Gardening with Camellias
A New Zealand Guide

By Jim Rolfe
Published by Godwit Press Ltd, Auckland, New Zealand, 1992

Reviewed by Val Bieleski

This beautifully illustrated book is both a history, detailing how the genus Camellia spread to the western world, and a useful guide to the interested grower, with detailed instructions on the cultivation and care of these versatile plants.

In recent years the camellia has become a popular garden plant, its appeal being intensified as selection and hybridisation have further enlarged the range of plants available. Very few books have been available of recent years to help the amateur with information on the care of camellias, and this book is a welcome addition to their ranks.

The 175 colour photographs of excellent quality serve not only for the purposes of identification for the interested buyer, but also show to great effect the many uses camellias can be put to in landscaping. Most of the photos, including a superb cover photo of C. japonica 'Fimbriata', were taken by Yvonne Cave FPSNZ and provide the quality of illustration that defines some garden books as 'coffee table books'. In this case, however, the illustrations are combined with a knowledgeable text to make an extremely useful and comprehensive guide of both practical and aesthetic value.
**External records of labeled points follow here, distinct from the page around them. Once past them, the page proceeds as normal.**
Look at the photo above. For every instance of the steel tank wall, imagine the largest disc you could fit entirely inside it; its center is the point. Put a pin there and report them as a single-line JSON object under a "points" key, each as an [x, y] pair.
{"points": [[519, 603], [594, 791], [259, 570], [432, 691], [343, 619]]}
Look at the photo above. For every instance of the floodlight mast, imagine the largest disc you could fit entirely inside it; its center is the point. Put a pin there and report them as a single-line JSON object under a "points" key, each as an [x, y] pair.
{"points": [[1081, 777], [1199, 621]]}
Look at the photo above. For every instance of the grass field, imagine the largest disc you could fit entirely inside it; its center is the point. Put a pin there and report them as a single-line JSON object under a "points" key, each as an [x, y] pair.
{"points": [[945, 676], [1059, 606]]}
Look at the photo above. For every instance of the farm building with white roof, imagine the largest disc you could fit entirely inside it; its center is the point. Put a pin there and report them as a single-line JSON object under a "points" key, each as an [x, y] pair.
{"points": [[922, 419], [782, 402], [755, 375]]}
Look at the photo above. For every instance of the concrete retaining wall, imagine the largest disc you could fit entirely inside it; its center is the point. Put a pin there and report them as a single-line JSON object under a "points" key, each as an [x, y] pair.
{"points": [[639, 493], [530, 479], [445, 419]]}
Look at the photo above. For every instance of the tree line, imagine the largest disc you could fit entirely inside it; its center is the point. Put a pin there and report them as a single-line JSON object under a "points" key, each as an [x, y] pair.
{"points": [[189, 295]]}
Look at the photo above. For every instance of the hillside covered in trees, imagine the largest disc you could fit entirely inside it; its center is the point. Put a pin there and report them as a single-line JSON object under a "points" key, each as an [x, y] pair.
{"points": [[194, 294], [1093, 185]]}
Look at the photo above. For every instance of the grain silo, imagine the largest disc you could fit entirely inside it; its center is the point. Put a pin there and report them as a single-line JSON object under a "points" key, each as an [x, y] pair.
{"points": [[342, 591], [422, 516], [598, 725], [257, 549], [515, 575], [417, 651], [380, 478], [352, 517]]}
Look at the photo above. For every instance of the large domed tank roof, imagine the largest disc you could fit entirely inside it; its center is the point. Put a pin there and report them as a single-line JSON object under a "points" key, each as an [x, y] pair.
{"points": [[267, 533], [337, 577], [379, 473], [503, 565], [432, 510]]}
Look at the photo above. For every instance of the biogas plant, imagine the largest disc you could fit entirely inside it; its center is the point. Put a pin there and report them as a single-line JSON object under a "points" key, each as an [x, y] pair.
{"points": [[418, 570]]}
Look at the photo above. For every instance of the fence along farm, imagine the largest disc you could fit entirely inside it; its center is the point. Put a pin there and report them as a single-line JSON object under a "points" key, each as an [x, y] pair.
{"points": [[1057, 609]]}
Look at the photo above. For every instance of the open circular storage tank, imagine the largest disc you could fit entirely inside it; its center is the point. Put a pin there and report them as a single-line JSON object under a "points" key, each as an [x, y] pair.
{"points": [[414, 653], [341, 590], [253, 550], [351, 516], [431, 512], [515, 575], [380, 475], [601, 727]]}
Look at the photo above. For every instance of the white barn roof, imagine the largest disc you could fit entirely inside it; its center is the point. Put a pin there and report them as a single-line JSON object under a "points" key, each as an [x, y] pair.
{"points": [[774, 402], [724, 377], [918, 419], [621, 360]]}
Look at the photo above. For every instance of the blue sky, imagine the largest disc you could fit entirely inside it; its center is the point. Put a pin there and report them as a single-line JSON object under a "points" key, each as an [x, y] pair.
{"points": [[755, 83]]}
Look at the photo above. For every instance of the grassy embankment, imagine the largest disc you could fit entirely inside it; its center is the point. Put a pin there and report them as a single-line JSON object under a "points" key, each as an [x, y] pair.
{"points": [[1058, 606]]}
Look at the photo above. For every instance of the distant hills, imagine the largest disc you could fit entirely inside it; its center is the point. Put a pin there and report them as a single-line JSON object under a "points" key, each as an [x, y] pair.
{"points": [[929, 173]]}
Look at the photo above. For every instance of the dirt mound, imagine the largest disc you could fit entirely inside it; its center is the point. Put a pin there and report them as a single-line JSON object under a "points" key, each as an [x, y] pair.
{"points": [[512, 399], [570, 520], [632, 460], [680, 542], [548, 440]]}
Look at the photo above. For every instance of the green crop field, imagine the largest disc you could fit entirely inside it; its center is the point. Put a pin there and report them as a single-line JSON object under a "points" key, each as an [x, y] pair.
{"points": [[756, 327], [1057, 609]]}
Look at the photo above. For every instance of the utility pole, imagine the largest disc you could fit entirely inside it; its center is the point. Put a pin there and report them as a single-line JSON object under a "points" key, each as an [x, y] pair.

The first chapter of the book discusses the genus and its subdivision into over 250 identified species. Within the species there is much natural variation and new species, are still being discovered, all of which adds to the versatility and wonderful breeding opportunities available to hybridists.

The history of camellia domestication is then detailed, from the origins of the genus in China, Japan, and South-east Asia, along with its subsequent spread to the Western world. New Zealand is fortunate in having excellent climatic conditions for growing camellias, and a considerable number of skilled hybridists. Cultivars from New Zealand have met with great acclaim overseas, both for garden merit and on the show bench.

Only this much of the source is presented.